Set entirely within a remote mountain village sealed off from the outside world, Small Favors by Erin A. Craig draws its horror from confinement, collective secrecy, and the particular anxiety of a community that has agreed, tacitly and over generations, never to ask certain questions. Ellerie Vance lives in Amity Falls, a settlement whose survival depends on a series of supernatural bargains with entities the villagers call the Bells—beings that inhabit the surrounding woods and enforce a strict code of behavior in exchange for protection. Everyone in Amity Falls understands the rules. Ellerie is beginning to suspect that no one truly understands what those rules are for. Craig's decision to contain the story within a single location is both the novel's chief constraint and its primary source of power. The claustrophobia is structural: Amity Falls is a place where gossip functions as surveillance, where any deviation becomes a community matter, and where the appearance of compliance carries as much weight as compliance itself. The horror that emerges from this setup is social as much as supernatural, and Craig handles the intersection with more sophistication than her earlier work suggested she was capable of. The pacing is deliberately unhurried in a way that suits the material. Craig builds slowly, layering in details that register as ambient until, suddenly, they do not. The accumulation of wrongness proves more effective than any single revelation would be, and the folkloric influences are worn lightly—this does not feel like a book cataloguing its references. The atmosphere Craig builds from those influences is distinctly her own.
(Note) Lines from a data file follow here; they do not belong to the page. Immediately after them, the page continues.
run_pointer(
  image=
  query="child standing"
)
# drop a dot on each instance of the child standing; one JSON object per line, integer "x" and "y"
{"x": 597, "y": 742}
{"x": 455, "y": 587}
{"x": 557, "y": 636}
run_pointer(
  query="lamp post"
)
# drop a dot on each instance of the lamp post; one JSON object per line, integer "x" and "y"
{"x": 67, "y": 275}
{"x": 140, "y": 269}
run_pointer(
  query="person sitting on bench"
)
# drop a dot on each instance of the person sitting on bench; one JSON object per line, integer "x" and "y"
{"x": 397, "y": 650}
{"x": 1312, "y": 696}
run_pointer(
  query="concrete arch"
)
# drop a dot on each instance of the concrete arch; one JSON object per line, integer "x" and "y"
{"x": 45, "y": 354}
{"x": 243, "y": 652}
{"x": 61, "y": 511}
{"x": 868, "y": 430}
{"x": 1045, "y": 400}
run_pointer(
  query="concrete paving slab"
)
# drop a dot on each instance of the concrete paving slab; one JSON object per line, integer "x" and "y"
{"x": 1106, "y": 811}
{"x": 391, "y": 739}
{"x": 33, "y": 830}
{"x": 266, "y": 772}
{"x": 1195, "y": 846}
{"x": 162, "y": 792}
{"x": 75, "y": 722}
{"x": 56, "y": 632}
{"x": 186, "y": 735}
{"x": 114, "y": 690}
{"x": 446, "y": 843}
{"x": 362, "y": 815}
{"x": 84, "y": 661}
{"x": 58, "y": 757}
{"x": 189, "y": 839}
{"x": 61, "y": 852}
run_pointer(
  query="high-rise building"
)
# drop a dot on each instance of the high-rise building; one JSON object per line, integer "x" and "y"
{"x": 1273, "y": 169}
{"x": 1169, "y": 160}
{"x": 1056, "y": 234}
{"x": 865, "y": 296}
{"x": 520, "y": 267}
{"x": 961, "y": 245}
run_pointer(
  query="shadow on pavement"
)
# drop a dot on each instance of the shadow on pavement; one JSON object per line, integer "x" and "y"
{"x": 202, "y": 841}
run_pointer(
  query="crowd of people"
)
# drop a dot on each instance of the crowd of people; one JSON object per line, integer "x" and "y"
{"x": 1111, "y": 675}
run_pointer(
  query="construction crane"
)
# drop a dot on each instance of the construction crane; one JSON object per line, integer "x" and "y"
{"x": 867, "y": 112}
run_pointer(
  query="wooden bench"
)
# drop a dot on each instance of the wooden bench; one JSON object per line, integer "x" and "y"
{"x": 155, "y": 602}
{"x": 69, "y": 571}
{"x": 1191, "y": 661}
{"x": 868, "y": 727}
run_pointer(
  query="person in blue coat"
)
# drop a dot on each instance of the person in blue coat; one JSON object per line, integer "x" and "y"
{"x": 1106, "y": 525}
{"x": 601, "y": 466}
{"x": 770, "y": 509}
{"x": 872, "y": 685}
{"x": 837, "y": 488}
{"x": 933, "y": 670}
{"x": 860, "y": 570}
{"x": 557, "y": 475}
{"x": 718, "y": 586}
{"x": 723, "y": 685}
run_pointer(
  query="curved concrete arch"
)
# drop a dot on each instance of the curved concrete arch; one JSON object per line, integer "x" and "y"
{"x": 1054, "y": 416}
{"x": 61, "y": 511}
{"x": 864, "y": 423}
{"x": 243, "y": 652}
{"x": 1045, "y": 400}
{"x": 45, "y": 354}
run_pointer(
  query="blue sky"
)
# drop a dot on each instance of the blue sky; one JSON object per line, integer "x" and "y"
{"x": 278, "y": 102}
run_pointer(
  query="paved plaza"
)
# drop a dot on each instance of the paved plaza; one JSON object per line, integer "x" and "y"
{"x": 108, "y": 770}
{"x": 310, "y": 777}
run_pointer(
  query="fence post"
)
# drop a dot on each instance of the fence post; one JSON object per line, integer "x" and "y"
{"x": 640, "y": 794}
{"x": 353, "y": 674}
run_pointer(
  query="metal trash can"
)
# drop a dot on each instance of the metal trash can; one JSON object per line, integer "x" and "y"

Small Favors rewards readers willing to stay in the dark with Ellerie for an extended period before expecting answers. The novel's restraint—both in terms of explanation and in terms of explicit horror—is what gives it staying power. Craig is interested in the creep rather than the shock, and for readers on that same wavelength, this is one of the more effective atmospheric horror-fantasies of recent years and easily her most confident standalone work to date.